Origin: Ceph : Unable to mount volumes for pod ... : rbd: image ext4-0002 is locked by other nodes

Created on 14 Mar 2016  路  21Comments  路  Source: openshift/origin

Version

oc v1.1.3
kubernetes v1.2.0-origin

Description

All pods using a ceph persistent storage are in state :
Unable to mount volumes for pod ... : rbd: image ext4-0002 is locked by other nodes

Steps To Reproduce

  1. All pods were running correctly on all nodes
  2. A node crash during the week-end (don't know why wet)

    Current Result

All pods using ceph persistent volumes are in this state.
On the ceph cluster, each rbd has one exclusive lock

Expected Result

Unlock the rbd before mounting it on another node

componenstorage lifecyclrotten prioritP2

Most helpful comment

yes, this is being worked on and hopefully get into kubernetes 1.5. There are certain interface issues we have to resolve first before getting attach/detach available for rbd.

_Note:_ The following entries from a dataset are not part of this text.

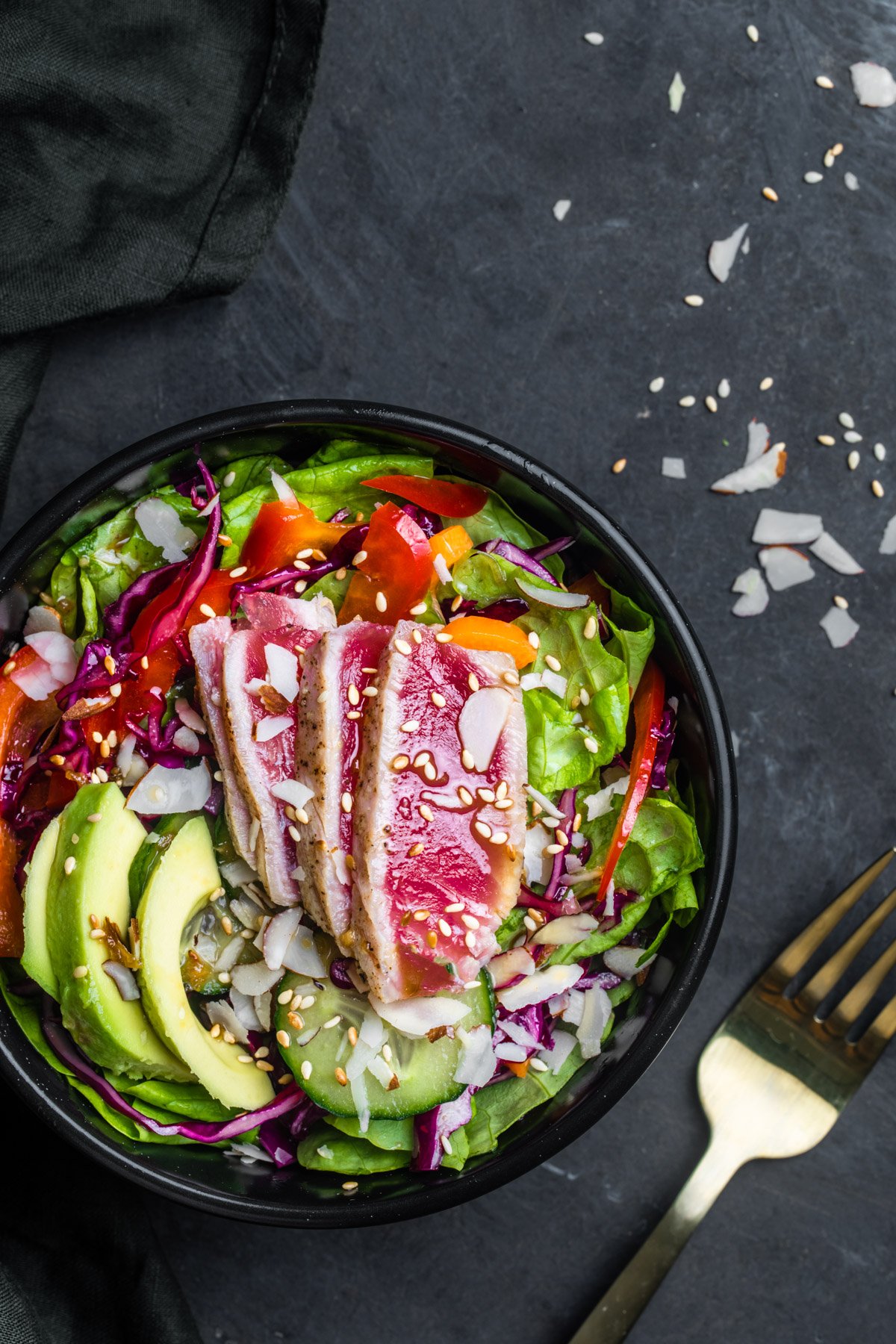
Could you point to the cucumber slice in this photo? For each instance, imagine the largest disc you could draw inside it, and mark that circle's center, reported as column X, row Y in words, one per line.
column 425, row 1068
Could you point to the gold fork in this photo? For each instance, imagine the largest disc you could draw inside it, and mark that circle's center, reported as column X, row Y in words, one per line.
column 773, row 1081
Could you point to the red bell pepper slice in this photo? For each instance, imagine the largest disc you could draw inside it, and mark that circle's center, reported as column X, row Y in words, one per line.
column 450, row 499
column 398, row 564
column 648, row 706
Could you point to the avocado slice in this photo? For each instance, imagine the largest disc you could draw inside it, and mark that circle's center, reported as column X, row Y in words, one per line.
column 35, row 959
column 101, row 836
column 180, row 883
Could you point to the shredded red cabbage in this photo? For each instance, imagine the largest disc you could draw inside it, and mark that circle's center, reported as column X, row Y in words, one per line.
column 433, row 1125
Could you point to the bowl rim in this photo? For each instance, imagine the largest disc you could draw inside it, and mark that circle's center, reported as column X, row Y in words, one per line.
column 529, row 1149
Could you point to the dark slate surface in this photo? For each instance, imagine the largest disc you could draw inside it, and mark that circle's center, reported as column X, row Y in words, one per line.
column 418, row 262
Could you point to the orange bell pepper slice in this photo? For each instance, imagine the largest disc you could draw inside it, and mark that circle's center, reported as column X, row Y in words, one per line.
column 484, row 632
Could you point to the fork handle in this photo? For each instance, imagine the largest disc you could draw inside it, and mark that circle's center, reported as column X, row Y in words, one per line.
column 623, row 1303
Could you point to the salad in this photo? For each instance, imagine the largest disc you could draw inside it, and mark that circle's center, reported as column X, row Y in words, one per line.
column 340, row 819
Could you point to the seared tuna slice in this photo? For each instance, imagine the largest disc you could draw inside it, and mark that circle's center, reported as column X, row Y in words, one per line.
column 207, row 644
column 337, row 688
column 261, row 672
column 440, row 819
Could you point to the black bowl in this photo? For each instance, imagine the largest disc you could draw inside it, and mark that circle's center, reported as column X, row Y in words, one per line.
column 293, row 1196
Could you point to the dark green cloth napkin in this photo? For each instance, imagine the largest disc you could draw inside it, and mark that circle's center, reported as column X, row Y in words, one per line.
column 146, row 149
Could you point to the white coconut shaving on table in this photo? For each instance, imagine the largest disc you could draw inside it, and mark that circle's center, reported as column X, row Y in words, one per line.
column 874, row 85
column 676, row 93
column 754, row 593
column 675, row 468
column 723, row 253
column 785, row 567
column 839, row 626
column 778, row 527
column 832, row 554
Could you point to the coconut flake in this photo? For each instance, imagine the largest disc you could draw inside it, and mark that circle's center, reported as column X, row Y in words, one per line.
column 785, row 567
column 272, row 726
column 418, row 1016
column 284, row 491
column 723, row 253
column 161, row 527
column 889, row 539
column 164, row 789
column 839, row 626
column 675, row 468
column 832, row 554
column 777, row 527
column 539, row 986
column 874, row 85
column 481, row 724
column 759, row 475
column 676, row 93
column 754, row 598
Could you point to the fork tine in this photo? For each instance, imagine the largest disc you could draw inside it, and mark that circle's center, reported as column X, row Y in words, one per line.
column 848, row 1011
column 827, row 976
column 795, row 956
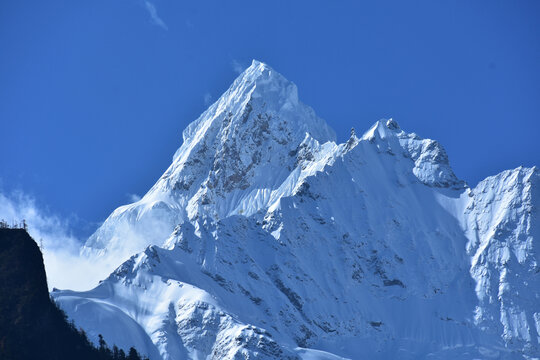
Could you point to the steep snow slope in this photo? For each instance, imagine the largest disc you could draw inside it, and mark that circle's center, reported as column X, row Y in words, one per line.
column 231, row 160
column 285, row 242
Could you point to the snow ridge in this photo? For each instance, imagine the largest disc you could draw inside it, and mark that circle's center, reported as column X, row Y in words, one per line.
column 266, row 239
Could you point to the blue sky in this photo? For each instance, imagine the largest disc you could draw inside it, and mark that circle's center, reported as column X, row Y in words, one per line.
column 94, row 94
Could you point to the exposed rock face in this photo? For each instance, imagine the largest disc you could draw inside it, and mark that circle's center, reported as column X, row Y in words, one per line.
column 267, row 240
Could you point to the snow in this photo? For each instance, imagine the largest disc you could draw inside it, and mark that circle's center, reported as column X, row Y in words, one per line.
column 266, row 239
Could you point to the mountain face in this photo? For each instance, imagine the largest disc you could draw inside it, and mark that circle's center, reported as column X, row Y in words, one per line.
column 265, row 239
column 31, row 326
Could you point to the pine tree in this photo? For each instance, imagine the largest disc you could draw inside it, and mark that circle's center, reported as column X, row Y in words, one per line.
column 133, row 354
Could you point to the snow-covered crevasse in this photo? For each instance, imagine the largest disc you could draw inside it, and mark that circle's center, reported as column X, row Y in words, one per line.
column 285, row 241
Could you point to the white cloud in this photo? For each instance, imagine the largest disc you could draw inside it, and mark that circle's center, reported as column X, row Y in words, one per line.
column 66, row 268
column 151, row 8
column 133, row 197
column 237, row 67
column 207, row 99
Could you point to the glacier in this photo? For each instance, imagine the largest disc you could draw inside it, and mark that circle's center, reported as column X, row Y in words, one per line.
column 267, row 239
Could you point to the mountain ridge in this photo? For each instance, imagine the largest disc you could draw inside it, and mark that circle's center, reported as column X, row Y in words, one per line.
column 263, row 240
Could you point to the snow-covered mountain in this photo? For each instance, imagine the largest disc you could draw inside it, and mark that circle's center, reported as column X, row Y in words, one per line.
column 265, row 239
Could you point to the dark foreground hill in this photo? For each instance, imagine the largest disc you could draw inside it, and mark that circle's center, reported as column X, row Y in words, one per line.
column 31, row 325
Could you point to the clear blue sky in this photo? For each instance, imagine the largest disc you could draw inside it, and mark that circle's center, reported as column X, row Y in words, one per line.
column 94, row 94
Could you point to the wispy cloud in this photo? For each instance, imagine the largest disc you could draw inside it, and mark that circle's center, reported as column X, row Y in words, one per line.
column 133, row 197
column 237, row 67
column 151, row 8
column 207, row 99
column 66, row 268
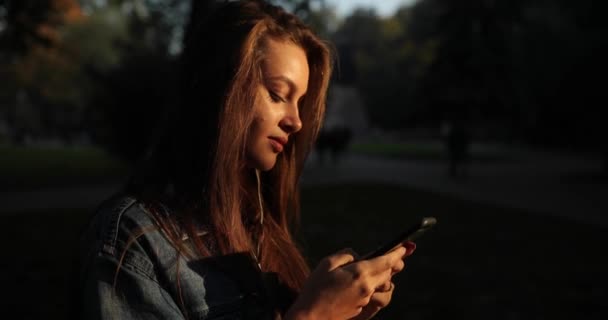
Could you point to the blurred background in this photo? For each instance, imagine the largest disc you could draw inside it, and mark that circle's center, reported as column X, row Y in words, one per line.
column 486, row 114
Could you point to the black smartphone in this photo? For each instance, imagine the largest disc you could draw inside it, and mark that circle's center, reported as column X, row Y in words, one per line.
column 410, row 234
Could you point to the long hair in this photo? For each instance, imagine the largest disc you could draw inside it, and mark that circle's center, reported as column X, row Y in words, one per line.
column 198, row 166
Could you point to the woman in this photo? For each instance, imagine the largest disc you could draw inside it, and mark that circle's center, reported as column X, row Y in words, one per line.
column 202, row 231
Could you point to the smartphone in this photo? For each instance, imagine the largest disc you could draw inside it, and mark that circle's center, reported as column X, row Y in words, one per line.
column 410, row 234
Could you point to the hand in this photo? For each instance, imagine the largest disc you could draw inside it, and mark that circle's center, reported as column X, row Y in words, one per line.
column 340, row 287
column 380, row 299
column 382, row 296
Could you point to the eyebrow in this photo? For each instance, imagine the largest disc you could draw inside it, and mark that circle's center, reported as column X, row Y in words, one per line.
column 290, row 83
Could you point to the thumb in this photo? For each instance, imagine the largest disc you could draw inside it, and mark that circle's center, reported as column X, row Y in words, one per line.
column 340, row 258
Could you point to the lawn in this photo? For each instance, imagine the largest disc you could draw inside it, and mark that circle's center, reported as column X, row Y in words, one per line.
column 480, row 262
column 427, row 151
column 38, row 167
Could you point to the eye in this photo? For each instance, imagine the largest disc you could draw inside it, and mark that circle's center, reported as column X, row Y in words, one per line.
column 275, row 97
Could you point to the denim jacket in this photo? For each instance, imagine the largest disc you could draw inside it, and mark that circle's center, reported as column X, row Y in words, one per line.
column 154, row 282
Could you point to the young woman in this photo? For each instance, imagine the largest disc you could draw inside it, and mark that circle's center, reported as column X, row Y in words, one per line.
column 203, row 229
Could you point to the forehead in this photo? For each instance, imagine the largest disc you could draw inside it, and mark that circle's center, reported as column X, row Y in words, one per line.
column 284, row 59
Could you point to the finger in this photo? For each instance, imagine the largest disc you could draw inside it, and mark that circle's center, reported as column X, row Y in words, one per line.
column 387, row 261
column 399, row 265
column 382, row 299
column 339, row 258
column 410, row 246
column 386, row 286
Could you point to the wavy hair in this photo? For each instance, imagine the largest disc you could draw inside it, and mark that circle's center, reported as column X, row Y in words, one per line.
column 198, row 166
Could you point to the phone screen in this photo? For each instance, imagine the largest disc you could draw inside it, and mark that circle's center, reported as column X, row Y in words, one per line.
column 410, row 234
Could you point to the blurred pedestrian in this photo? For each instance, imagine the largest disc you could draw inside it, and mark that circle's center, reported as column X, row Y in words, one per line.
column 202, row 231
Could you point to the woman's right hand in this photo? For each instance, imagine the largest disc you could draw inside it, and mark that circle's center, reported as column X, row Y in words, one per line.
column 340, row 287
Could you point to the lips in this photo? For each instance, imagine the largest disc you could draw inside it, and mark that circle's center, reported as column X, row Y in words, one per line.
column 278, row 143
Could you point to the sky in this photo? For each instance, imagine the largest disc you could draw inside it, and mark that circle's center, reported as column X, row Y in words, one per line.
column 383, row 7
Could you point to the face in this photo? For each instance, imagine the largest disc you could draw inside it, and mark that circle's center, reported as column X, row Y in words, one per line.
column 276, row 116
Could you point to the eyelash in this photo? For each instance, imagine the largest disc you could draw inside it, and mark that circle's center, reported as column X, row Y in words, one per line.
column 275, row 97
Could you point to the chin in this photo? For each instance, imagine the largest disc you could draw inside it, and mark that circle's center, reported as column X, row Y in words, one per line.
column 265, row 164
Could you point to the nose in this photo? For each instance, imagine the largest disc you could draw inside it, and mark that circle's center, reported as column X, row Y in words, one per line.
column 291, row 122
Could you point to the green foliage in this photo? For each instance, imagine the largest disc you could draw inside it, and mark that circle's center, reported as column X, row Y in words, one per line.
column 35, row 167
column 389, row 62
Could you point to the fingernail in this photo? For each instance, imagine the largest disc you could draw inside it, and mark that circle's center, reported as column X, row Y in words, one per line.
column 410, row 246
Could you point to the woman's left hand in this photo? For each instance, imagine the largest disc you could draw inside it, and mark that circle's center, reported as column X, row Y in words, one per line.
column 383, row 294
column 380, row 299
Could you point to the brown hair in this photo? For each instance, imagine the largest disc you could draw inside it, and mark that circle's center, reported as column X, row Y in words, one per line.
column 198, row 166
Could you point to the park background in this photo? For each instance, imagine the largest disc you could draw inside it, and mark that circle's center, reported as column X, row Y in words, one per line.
column 522, row 216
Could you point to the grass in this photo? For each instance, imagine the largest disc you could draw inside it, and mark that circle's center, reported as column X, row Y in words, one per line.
column 420, row 151
column 36, row 167
column 480, row 261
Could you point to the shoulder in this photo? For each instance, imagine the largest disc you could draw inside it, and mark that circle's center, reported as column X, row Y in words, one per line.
column 122, row 229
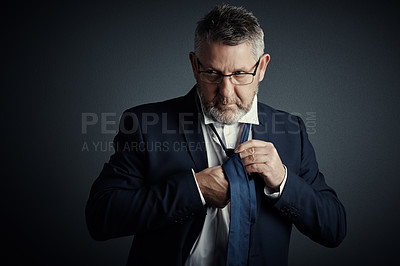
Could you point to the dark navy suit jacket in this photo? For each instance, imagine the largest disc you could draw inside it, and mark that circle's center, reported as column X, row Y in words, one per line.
column 147, row 188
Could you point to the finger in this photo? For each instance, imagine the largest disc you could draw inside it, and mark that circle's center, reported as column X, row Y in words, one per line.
column 256, row 159
column 254, row 151
column 257, row 168
column 253, row 144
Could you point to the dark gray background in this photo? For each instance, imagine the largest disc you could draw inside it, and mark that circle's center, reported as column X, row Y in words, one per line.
column 337, row 59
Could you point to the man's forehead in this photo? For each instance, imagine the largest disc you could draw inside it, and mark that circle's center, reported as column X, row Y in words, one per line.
column 217, row 54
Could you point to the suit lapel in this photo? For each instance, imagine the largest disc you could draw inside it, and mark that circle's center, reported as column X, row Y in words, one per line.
column 261, row 131
column 189, row 125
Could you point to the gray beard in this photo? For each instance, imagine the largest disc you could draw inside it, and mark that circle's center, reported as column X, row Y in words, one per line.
column 212, row 108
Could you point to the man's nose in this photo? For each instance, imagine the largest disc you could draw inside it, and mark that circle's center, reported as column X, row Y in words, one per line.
column 226, row 87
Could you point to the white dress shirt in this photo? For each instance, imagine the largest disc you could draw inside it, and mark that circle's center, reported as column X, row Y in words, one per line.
column 211, row 245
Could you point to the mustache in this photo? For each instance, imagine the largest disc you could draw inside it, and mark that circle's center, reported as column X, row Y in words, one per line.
column 220, row 100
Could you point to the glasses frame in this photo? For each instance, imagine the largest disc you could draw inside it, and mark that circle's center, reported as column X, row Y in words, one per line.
column 226, row 75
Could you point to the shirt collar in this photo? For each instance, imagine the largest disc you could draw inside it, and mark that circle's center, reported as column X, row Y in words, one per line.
column 251, row 117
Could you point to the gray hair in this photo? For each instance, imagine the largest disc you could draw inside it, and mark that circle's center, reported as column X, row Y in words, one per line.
column 230, row 25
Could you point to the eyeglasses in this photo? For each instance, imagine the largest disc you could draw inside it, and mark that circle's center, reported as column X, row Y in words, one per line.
column 215, row 77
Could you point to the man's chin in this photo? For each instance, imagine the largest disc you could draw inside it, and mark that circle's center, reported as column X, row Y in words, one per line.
column 229, row 116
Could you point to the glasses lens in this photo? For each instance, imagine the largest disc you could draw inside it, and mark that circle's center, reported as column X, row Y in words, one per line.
column 212, row 78
column 243, row 79
column 215, row 78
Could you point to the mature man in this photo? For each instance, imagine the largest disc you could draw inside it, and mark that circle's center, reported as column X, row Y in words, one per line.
column 214, row 177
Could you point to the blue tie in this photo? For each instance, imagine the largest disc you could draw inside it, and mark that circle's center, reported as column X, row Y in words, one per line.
column 243, row 204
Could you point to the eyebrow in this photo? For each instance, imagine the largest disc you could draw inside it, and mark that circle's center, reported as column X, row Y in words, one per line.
column 244, row 69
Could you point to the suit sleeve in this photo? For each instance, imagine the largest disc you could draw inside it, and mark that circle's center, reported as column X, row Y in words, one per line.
column 123, row 202
column 309, row 202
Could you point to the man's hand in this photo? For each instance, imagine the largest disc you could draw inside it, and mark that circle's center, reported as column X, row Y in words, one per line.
column 261, row 157
column 214, row 186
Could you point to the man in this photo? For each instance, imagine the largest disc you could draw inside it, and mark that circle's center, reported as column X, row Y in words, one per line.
column 173, row 180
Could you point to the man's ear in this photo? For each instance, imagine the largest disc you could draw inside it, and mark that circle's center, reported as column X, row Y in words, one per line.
column 193, row 61
column 264, row 60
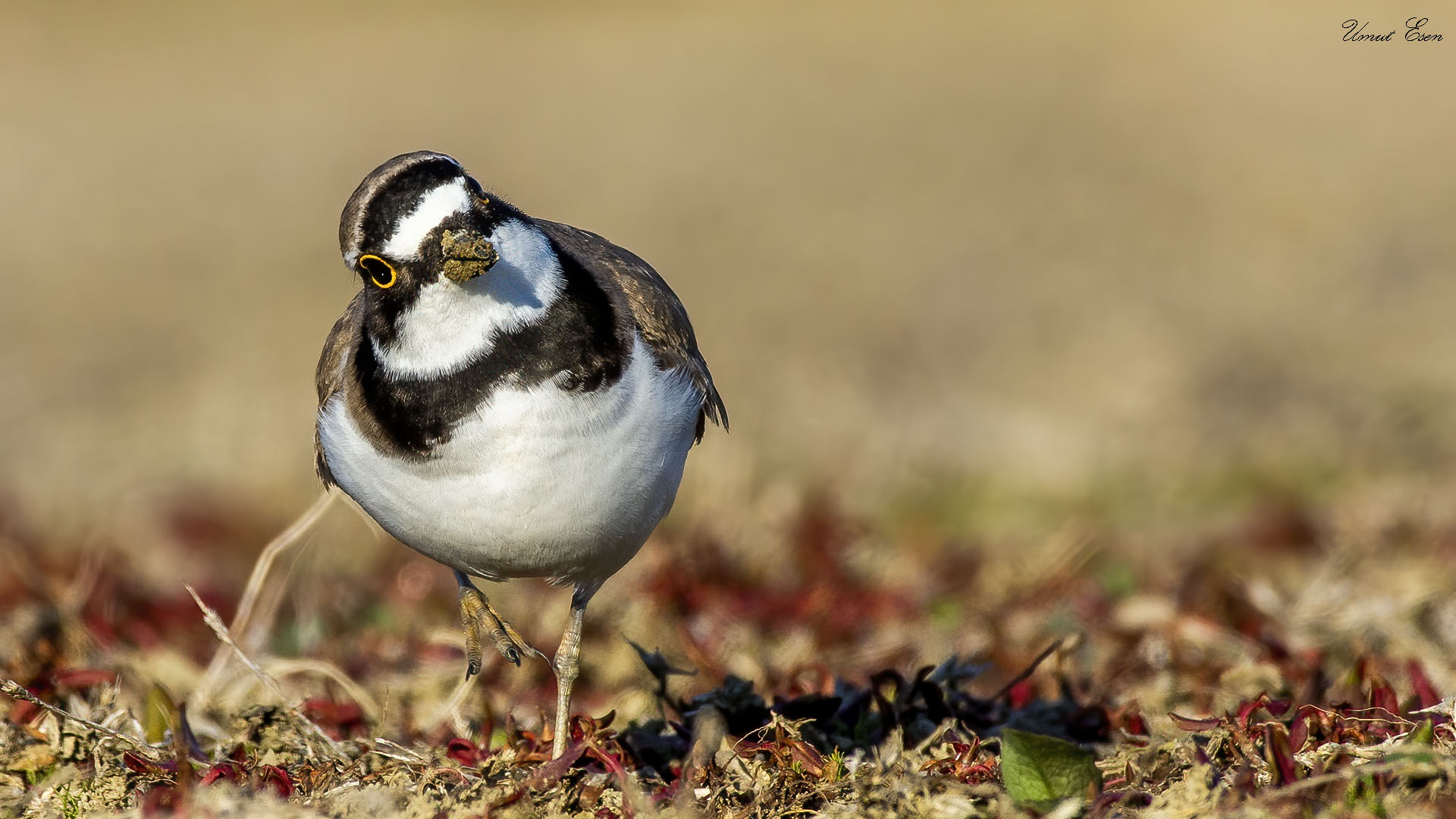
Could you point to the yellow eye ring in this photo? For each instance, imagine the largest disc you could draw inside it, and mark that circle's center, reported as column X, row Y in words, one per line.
column 373, row 275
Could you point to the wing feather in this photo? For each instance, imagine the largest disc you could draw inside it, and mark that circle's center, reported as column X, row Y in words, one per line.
column 654, row 308
column 332, row 372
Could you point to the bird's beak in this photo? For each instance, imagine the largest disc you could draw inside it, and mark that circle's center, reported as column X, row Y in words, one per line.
column 468, row 254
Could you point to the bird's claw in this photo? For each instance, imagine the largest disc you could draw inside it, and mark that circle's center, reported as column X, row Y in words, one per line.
column 476, row 614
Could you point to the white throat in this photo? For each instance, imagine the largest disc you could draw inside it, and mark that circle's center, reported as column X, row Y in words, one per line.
column 452, row 325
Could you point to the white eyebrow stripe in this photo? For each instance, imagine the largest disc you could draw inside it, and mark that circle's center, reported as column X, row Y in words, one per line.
column 433, row 209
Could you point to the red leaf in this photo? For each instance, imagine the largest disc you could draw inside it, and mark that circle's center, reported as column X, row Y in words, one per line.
column 277, row 777
column 463, row 751
column 161, row 800
column 1426, row 694
column 1248, row 707
column 1299, row 732
column 1134, row 725
column 220, row 771
column 1279, row 754
column 1382, row 695
column 1196, row 723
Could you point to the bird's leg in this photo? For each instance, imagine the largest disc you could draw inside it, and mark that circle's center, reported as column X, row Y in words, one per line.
column 478, row 614
column 566, row 667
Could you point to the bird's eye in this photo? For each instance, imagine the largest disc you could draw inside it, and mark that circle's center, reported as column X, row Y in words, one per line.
column 381, row 271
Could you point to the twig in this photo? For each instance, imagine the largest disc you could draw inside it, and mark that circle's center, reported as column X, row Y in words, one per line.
column 17, row 691
column 213, row 621
column 1028, row 670
column 284, row 667
column 248, row 604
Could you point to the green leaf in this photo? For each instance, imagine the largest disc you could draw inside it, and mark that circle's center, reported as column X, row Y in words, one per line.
column 1041, row 771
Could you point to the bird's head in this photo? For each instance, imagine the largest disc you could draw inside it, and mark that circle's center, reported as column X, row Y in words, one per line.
column 416, row 221
column 444, row 264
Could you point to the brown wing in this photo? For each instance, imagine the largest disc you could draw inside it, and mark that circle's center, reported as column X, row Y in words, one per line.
column 332, row 371
column 655, row 309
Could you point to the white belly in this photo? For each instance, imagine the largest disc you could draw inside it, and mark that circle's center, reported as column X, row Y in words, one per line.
column 536, row 483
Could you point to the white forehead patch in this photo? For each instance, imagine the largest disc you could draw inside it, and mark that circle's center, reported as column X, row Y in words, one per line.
column 433, row 209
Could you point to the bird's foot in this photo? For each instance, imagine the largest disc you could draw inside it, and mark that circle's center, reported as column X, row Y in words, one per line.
column 476, row 614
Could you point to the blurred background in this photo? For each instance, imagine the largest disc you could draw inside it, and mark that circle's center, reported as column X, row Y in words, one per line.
column 1003, row 249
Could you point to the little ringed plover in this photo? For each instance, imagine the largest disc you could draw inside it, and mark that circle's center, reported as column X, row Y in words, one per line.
column 507, row 395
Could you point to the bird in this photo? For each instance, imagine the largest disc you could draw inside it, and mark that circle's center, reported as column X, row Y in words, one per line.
column 507, row 395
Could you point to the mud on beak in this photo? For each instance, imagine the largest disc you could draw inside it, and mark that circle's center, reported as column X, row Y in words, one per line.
column 468, row 254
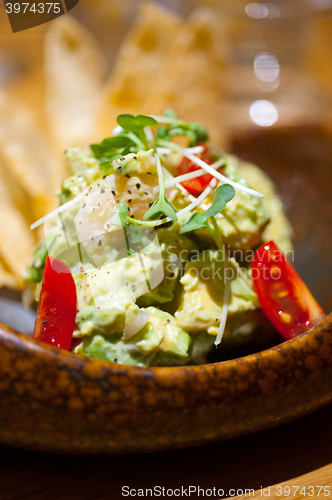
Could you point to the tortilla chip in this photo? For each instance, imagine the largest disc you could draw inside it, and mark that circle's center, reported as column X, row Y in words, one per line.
column 192, row 78
column 74, row 71
column 17, row 241
column 139, row 62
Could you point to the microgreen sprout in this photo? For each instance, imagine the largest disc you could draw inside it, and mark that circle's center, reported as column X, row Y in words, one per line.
column 207, row 220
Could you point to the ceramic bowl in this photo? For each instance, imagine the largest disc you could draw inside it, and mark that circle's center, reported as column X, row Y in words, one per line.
column 57, row 401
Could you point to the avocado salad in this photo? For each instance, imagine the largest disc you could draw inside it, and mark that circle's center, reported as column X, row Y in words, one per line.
column 147, row 261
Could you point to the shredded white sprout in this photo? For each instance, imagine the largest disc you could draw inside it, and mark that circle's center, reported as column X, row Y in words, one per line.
column 201, row 197
column 192, row 175
column 59, row 210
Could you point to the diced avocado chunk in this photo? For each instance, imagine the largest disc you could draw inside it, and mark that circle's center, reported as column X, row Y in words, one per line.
column 142, row 162
column 245, row 218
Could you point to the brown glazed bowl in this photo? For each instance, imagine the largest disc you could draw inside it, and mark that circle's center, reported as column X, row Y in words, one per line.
column 57, row 401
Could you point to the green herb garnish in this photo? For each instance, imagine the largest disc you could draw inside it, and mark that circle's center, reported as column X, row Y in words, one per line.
column 130, row 140
column 161, row 206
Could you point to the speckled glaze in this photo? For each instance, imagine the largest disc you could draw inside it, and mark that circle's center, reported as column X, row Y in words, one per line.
column 57, row 401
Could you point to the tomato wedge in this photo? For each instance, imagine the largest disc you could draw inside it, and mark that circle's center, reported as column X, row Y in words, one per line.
column 284, row 297
column 55, row 323
column 196, row 186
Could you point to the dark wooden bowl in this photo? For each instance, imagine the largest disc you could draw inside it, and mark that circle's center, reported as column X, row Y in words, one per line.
column 57, row 401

The attach/detach interface is a breakup of attaching/detaching of volume from node. The master is responsible for device attach and detach while node handles device mount and unmount. In rbd case, the lock and unlock will move to controller. This should solve the locking issue when node is unavailable.

@kubernetes/sig-storage

All 21 comments

The crashed node probably has a lock on the rbd image. At this time, you have to unlock the image manually if you think no other pod is using it. We'll have a better way to resolve it when we have attach/detach controllers from @swagiaal

@rootfs Does https://github.com/kubernetes/kubernetes/pull/26351 solve this issue ?

@spinolacastro not completely. There are some followup works around the new attach/detach controller refactor then we'll make rbd to support these controllers.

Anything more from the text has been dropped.